SRE/Infrastructure Engineer
InfoSum
Other Engineering
basingstoke, uk
Posted on Friday, August 16, 2024
As an SRE/Infrastructure Engineer, is responsible for designing, implementing, and maintaining the cloud infrastructure our platform sits on, as well as the monitoring and deployment services that enable the rest of engineering to develop, deliver and maintain our platform services. You will also be instrumental in both monitoring and incident response, playing a key role in ensuring maximum reliability and minimal downtime. You will collaborate with teams across the company, including developers, customer support, product owners and sales, to ensure the reliability, scalability, and performance of our platform.
- Infrastructure Design and Implementation: assist or lead in the design, deployment, and operation of the infrastructure components required to support our applications and services. This includes managed cloud infrastructure, networking, security, data storage and cloud hosted services.
- System Automation: Develop and maintain automation and tools to streamline infrastructure provisioning, configuration management, deployment, and monitoring. Implement infrastructure as code (IaC) practices using tools such as Terraform and Ansible.
- Monitoring and Alerting: Implement monitoring solutions to track the health, performance, and availability of infrastructure components and applications. Configure alerting mechanisms to notify teams of potential issues and proactively address them before they impact users.
- Incident Response and Root Cause Analysis: Participate in incident response activities to identify, troubleshoot, and resolve incidents. Communicate incident status and updates to ensure both internal and external customers are fully informed. Conduct root cause analysis to determine the underlying causes of incidents and implement preventive measures to avoid recurrence.
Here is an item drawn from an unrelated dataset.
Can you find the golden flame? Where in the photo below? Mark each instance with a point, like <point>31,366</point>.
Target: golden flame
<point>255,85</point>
- Performance & Cost Optimization: Analyze system performance metrics and identify opportunities for optimization. Tune infrastructure components, optimize configurations, and implement performance enhancements to ensure optimal performance and resource utilization.
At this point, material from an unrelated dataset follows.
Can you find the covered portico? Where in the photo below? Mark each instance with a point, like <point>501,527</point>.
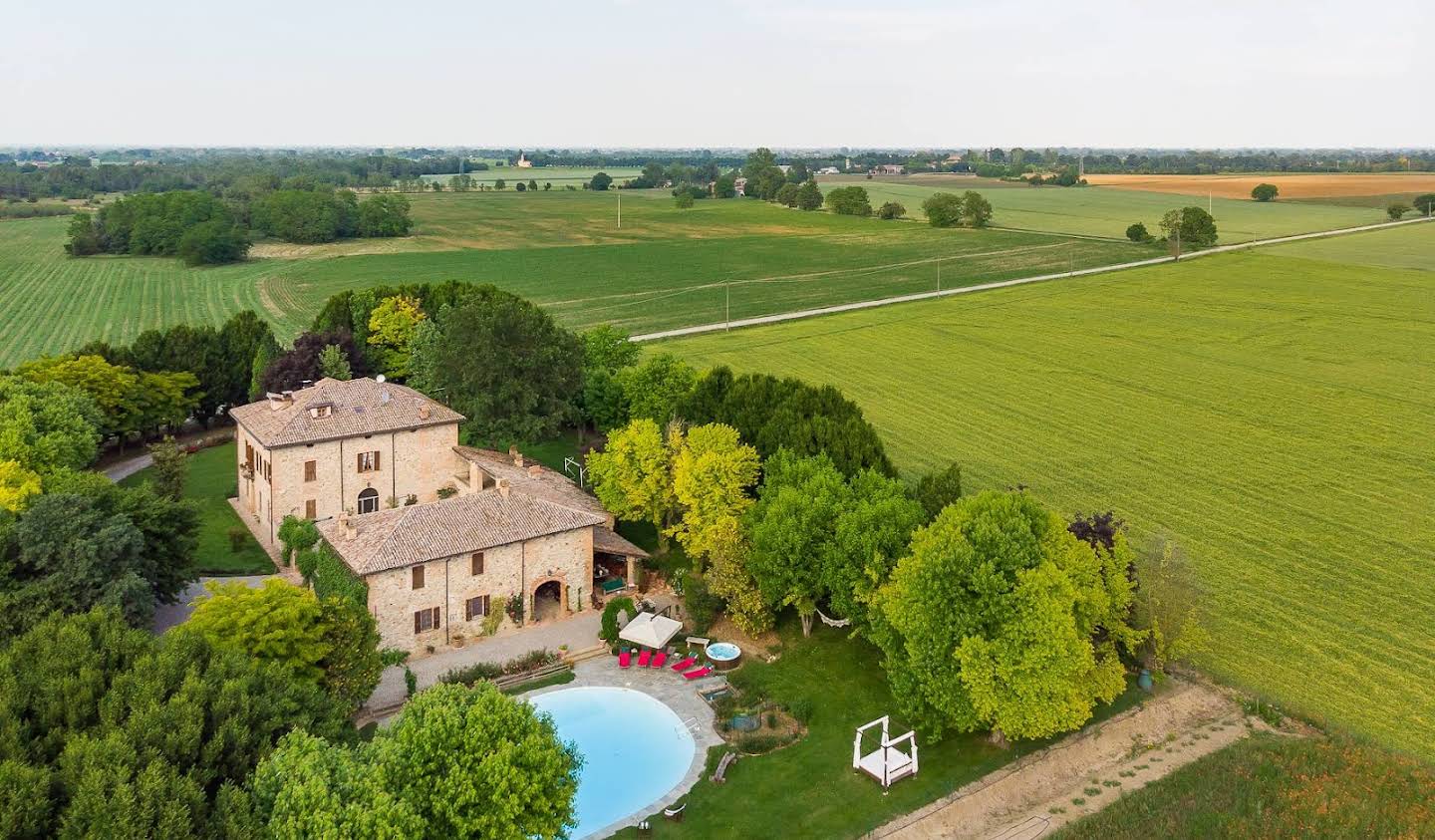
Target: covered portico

- Security and Compliance: Implement security controls, and respond to security incidents in accordance with established policies and procedures.
- Disaster Recovery and High Availability: Design and implement disaster recovery (DR) and high availability (HA) solutions to ensure business continuity and minimize downtime. Develop and test DR plans, implement failover mechanisms, and conduct periodic drills to validate readiness.
- Capacity Planning and Scaling: Monitor resource utilization trends and prepare the infrastructure to handle the predicted changes in the future
- Documentation and Knowledge Sharing: Create and maintain documentation for infrastructure configurations, procedures, and best practices. Share knowledge and expertise with team members through documentation, training sessions, and mentorship to foster a culture of learning and collaboration.